As Mr. John points out, the Sugar Industry Labour Welfare Fund (SILWF) was established after WWII (1947, to be exact), by applying a levy on exported sugar, to be used for rehousing sugar workers. But he did not note that, simultaneously, the system of “cut and drop” was changed to “cut and load”, which extracted more from workers’ wages than the levy, and which precipitated the Enmore protest and massacre.
This SILWF initiative was a direct result of the Moyne Commission’s investigation of labour unrest in the Caribbean in the 1930s due to the deprivations in the sugar plantations occasioned by Depression-era plunging wages. The Commission was in fact taking evidence in British Guiana in 1939 when five sugar workers were shot and killed at Leonora Estate.

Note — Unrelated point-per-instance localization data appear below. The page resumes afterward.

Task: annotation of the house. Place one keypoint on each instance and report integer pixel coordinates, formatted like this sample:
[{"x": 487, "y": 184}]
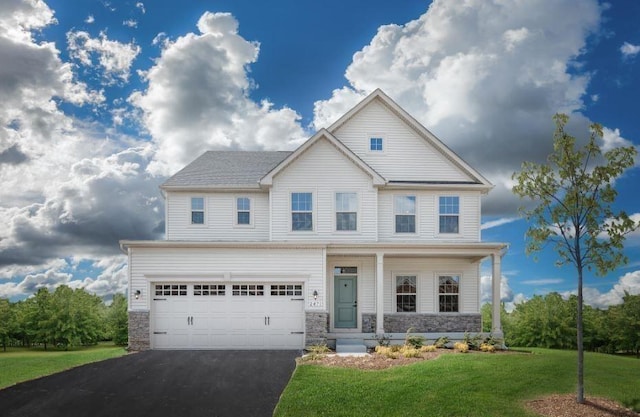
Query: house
[{"x": 369, "y": 228}]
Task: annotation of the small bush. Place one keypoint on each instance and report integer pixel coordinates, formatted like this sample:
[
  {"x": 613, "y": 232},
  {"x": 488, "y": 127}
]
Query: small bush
[
  {"x": 461, "y": 347},
  {"x": 485, "y": 347},
  {"x": 441, "y": 342}
]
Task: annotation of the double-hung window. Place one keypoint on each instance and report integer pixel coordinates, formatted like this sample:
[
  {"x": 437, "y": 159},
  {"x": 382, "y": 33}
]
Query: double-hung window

The Commission’s Report, which recommended far reaching political and social innovations, was not circulated, and was not implemented until after the war.
Mr John claims that “Extra Nuclear Housing Areas (ENHA) were exclusively constructed to accommodate INDIAN sugar workers and their families, supplemented by community centres and girls’ clubs.” But this was just not so. The ENHA were directed to accommodate ALL sugar workers and their families WHO WERE STILL LIVING IN BARRACKS OR LOGIES, because their living conditions had shocked the members of the Commission.
Latrines, for instance, were constructed over drainage canals, which could contaminate irrigation canals from where the drinking water was sourced. And the community centres and girls’ clubs were open to ALL who resided in the surrounding villages.
By 1947, however, most African Guyanese sugar workers had left the barracks/logies, and this circumstance ensured the ENHA ended up with mostly Indian Guyanese sugar workers.
But African Guyanese sugar workers were the overwhelming majority of the skilled and better paid factory workers. They rented or owned homes generally adjoining the public road, where they settled/bought after Emancipation. At Plantation Uitvlugt, for example, one section between the Public Road and Bruda Dam housed a number of African Guyanese families on what was called “children property”. South of Bruda, mostly African Guyanese houses stretched south to form the “Casbah” section. There was one large “Barrack” on the Estate Rd housing a number of African and Indian Guyanese families, and they were all housed in new “cottages” built from the SILWF funds.
Several “cottages”, dubbed “Bajan Quarters”, adjoined logies next to the sugar factory (“Letter A”), and housed a number of families from the 1929 WI brought to work on the sugar plantations from the smaller WI Islands between 1920 and 1928. The African “Bajans” were granted SILWF loans to build houses in the Casbah section. One vacant section of Casbah (behind the Scots School) was allocated as house lots to other African Guyanese families, as well as the two older sections which were regularized; and SILWF loans for building houses were extended.
Residents of ‘Letter A’ logies were allocated house lots in the cleared land between the Public Road and the Atlantic Ocean – dubbed “Ocean View” – and built houses with the SILWF loans.
Other logies were relocated to ENHA lots created in Zeeburg, De Willem, Meten- meer-Zorg, Zeelugt, and eventually Tuschen.
But what Mr John failed to mention was that, following the Moyne Report, the Government, in 1946, launched a “Central Authority” to provide housing for the “working class”, which was superseded by the Central Housing and Planning Authority (CHPA) in 1948.
Financing was provided from the British Guiana Building Society Ltd (est 1929 and incorporated in 1940 as the New Building Society). In 1954, the Housing Dept was created, and a vigorous house-building programme commenced, with G$15 million being spent between 1954 and 1959 to produce some 3,500 houses for persons outside the sugar belt.
We shall not extend the analysis to the 30,180 houses the PNC built during 1970-1980; plus the “housing schemes”; and arranging for the nationalised Bauxite Industry to mirror the SILWF arrangement “to reward its supporters and suborn its opponents”, as mentioned by Carl Greenidge in his book.